Picture her:  She's in basic training, learning combat skills—handling a rifle, maneuvering obstacles.  She's working out, getting fit.  Learning first aid, rules of engagement, laws of armed conflict.  And she's feeling in over her head, wondering why she left her old life and her old job.  She was making good tips! 

Then she learns the core values of her service, she learns about integrity, honor, valor, concepts she possibly has never had to apply in her young life.  She is taught how to lead and how to follow and when she graduates, she is mentally and physically tougher than she was before.  But she's still herself, too.  She still likes to blog, watch Arrested Development, and rollerblade.  She has grown and changed, but she is not brainwashed.

Now:  Deploy this barista-turned G.I. Jane to a combat zone, some hot Forward Operating Base in Afghanistan.  They're under attack, taking direct fire from Taliban AK-47's.  She sees her buddy go down, wounded, in need of life-saving care.  Will she cower or turn into Captain America?  It's up to you. 

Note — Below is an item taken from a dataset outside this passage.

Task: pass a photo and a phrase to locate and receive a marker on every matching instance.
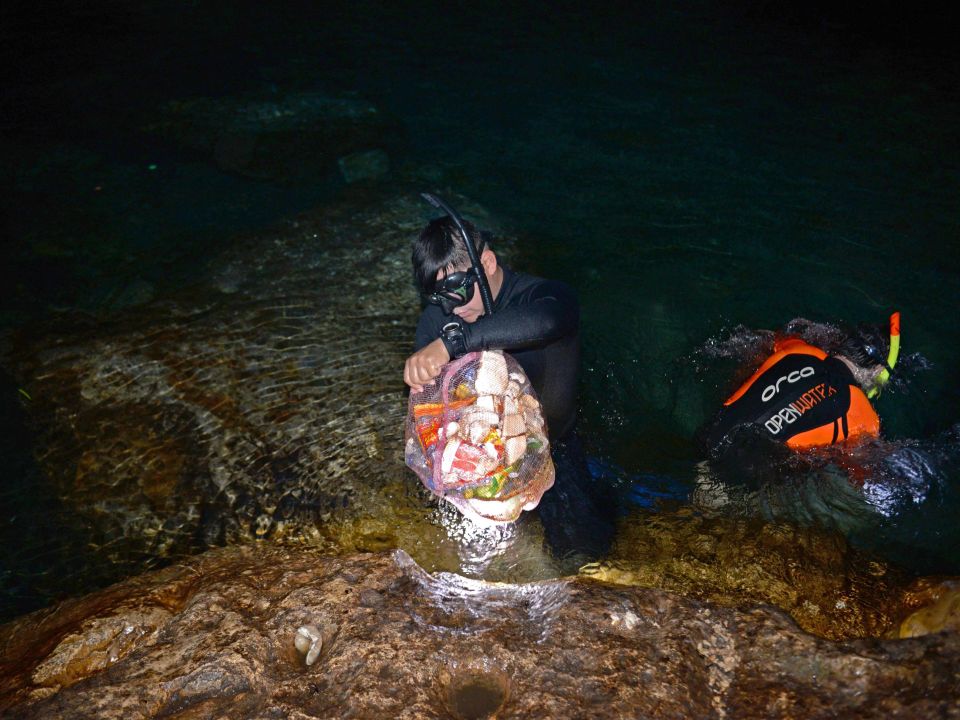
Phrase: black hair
(439, 246)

It's not the combat training, but her inner strength that will make her act--or not.  Training doesn't make heroes, it just improves reaction capability of those predisposed to acting heroically. 

 

 

 

 


 

To explore this theme further, I strongly recommend Anthony Swofford's Jarhead and Evan Wright's Generation Kill.  Swofford's book is either loved or loathed by military members, but regardless of the animosity, Jarhead opens a murky window in the lives of such men and refuses to shut it.  Swofford offers up raw prose about the way things are, alternating scenes between the monotony of hurry-up-and-wait and the devastating consequences of months of physical and mental abuse that grunt flesh is heir to.  There's no posturing; Swoff''s not a hero and doesn't paint himself as one. 

Evan Wright's embedded reportage in General Kill is another model of authenticity.  Definitely not all soldiers are as the book portrays, but many are--addicted to caffeine, nicotine, gaming, porn, and explosives.  Some are also reckless, apathetic, and, at times, morally questionable.  This is not the norm, but Wright doesn't white-wash things.  There's not a Ben Affleck in this bunch. 

A final book recommendation is The Blog of War: Frontline Dispatches from Soldiers in Iraq and Afghanistan, compiled by Matthew Currier.  The title says it all. 

 

For current information on military demographics, read "Who Serves in the U.S. Military? The Demographics of Enlisted Troops and Officers," by Shanea Watkins and James Sherk, found here:  www.heritage.org/Research/NationalSecurity/cda08-05.cfm

Also, the following military sources exist to serve you: 

Department of Defense
Special Assistant for Entertainment Media
Department of Defense
Pentagon, Room 2E592
Washington, DC 20301-1400
(703) 695-2936 / FAX (703) 695-1149

 

Army
Chief, Office of Army Chief of Public Affairs
Los Angeles Branch
10880 Wilshire Boulevard, Suite 1250
Los Angeles, CA 90024
(310) 235-7621 / FAX (310) 235-6075

Navy
Director, Navy Office of Information West
10880 Wilshire Boulevard, Suite 1220
Los Angeles, CA 90024
(310) 235-7481 / FAX (310) 235-7856

Air Force
Director, Secretary of the Air Force
Office of Public Affairs
Office of Public Affairs-Entertainment Liaison
10880 Wilshire Blvd, Suite 1240
Los Angeles, CA 90024
(310) 235-7511 / FAX (310) 235-7500


www.airforcehollywood.af.mil


 

Best of luck crafting your characters!